To Bella’s chagrin, the wizard spent six months teaching her how to write beautifully with a steady hand, always reminding her that knowing how to read and write magical scrolls will someday save her life. Bella listened. She practiced vigorously. Then to Bella’s chagrin, the wizard led her to his library beneath the cellar of his crumbling tower and instructed her to copy thrice every book. Copies the wizard would then sell to pay for Bella’s further training as an apprentice.
There were hundreds of books. Every morning Bella would walk to the library and take up copying a book from where she had left off the day before. At night, Bella would pull out the sender’s stone her parents had given to her and wished them good night and pleasant dreams.
One night the familiar voices of her parents did not respond to her well wishes, instead Bella heard goblins. She bolted from her room and ran the distance to her parents’ cottage. Her parents were alive, having been to the village for the day. The goblins, however, had ransacked the undefended cottage. They had also overlooked most of the valuable things, but the goblins had found the place where Bella’s parents had hid the other sender’s stone. Relieved, Bella returned to the wizard’s tower the next day.

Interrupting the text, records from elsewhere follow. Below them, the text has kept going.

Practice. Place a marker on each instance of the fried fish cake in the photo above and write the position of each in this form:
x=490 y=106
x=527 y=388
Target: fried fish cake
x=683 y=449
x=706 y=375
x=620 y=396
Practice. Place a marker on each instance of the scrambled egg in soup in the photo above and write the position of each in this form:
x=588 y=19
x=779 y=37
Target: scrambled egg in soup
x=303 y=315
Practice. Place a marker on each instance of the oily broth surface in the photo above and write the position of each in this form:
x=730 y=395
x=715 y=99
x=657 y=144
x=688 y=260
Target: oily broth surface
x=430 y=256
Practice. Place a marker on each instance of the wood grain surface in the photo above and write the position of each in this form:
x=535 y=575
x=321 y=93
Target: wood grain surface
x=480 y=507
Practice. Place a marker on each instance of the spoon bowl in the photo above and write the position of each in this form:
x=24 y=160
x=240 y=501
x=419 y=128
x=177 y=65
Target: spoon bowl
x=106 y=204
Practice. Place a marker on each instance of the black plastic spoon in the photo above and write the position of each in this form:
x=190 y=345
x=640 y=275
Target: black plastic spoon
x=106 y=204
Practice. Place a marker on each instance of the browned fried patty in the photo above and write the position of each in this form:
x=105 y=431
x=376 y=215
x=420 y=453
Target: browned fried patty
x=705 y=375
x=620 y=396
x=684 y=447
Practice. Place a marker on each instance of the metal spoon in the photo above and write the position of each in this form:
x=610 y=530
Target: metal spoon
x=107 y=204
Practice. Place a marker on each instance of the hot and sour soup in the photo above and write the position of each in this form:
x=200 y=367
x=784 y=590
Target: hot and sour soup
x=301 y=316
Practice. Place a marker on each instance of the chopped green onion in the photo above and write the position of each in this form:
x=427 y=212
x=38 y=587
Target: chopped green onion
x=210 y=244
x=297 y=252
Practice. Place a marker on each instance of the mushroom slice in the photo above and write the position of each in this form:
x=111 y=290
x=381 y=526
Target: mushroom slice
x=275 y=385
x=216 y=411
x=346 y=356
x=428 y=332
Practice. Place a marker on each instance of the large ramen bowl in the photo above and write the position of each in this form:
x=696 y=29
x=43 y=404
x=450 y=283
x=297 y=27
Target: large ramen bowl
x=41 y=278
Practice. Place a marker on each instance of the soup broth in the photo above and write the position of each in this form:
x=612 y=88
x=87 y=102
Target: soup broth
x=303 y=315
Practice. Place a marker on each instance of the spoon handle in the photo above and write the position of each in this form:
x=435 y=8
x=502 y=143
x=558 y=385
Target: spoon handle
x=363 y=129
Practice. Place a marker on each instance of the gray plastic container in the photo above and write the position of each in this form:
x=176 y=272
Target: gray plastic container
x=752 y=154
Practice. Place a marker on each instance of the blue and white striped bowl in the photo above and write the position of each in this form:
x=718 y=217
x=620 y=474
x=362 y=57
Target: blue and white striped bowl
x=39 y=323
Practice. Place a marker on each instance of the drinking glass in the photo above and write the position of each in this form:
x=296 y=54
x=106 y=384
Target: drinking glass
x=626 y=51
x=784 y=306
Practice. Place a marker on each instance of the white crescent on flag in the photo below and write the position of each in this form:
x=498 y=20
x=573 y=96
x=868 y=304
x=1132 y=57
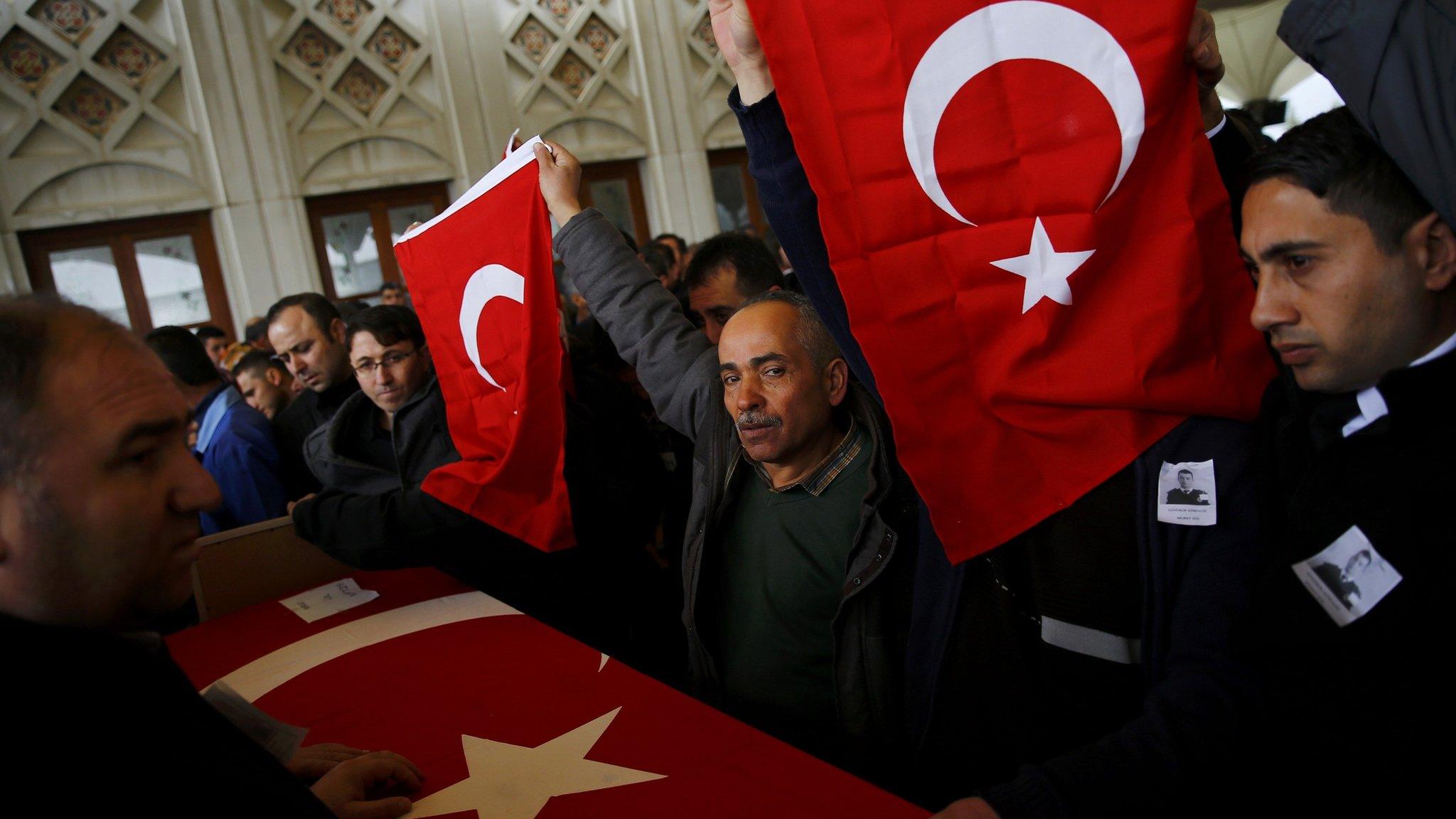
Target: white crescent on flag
x=491 y=282
x=1017 y=30
x=507 y=781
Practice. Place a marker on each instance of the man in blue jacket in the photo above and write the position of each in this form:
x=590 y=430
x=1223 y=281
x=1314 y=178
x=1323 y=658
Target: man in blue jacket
x=233 y=441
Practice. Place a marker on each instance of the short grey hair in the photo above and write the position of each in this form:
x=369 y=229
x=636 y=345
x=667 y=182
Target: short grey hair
x=810 y=330
x=31 y=333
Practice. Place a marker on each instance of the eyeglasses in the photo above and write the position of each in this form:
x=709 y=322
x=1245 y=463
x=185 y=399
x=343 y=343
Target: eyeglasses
x=390 y=360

“Always look at things closely to find your own advantage,” replied the wizard. Bella returned to the library and her work. That day a voice came from the stone in broken common, but understandable. The goblins were under the impression the rock was somehow intelligent and could speak with them. The goblins had spent the day decorating the rock in honorific-magical runes in preparation for their first talk. Bella struck a deal with them, telling them she was a great sage imprisoned in the stone but with a vast knowledge of all things at her fingertips. They agreed to tell her stories and happenings with their tribe and Bella agreed to answer what questions she could.
The library suddenly had purpose for Bella and she studiously wrote down everything the goblins told her creating an intimate story about the Two-Spear goblin tribe. Goblins being goblins, they eventually caught the attention of an adventuring party who scattered the tribe. One of the adventurers picked up the stone and Bella simply kept her part of the charade going. She would be able to go on adventures with them without ever leaving the library.
Years passed and Bella found the stone changed hands very often from adventurer to adventurer to monster and back to adventurer and occasionally to a merchant. She had countless stories told to her that she studiously wrote down and she kept track of the stone’s travels. She, or at least the stone, would sit in far off taverns listening to all the people talk about their adventures. She would even tell some of her own past adventures for the people who now owned the stone. The legend spread about the great sage trapped in a stone who could answer almost any question of just about any imaginable monster.
Bella has had only two great sorrows. She finds herself becoming attached to the people carrying the rock, but their experience always outgrows the usefulness of her library and they pass the rock on or lose it, or something dreadful happens to them and Bella is unable to help them. She has lost many people she considers friends because of these things. Her second sorrow is that merchants can never get anyone to pay more than four hundred gold pieces for the rock. That she finds rude.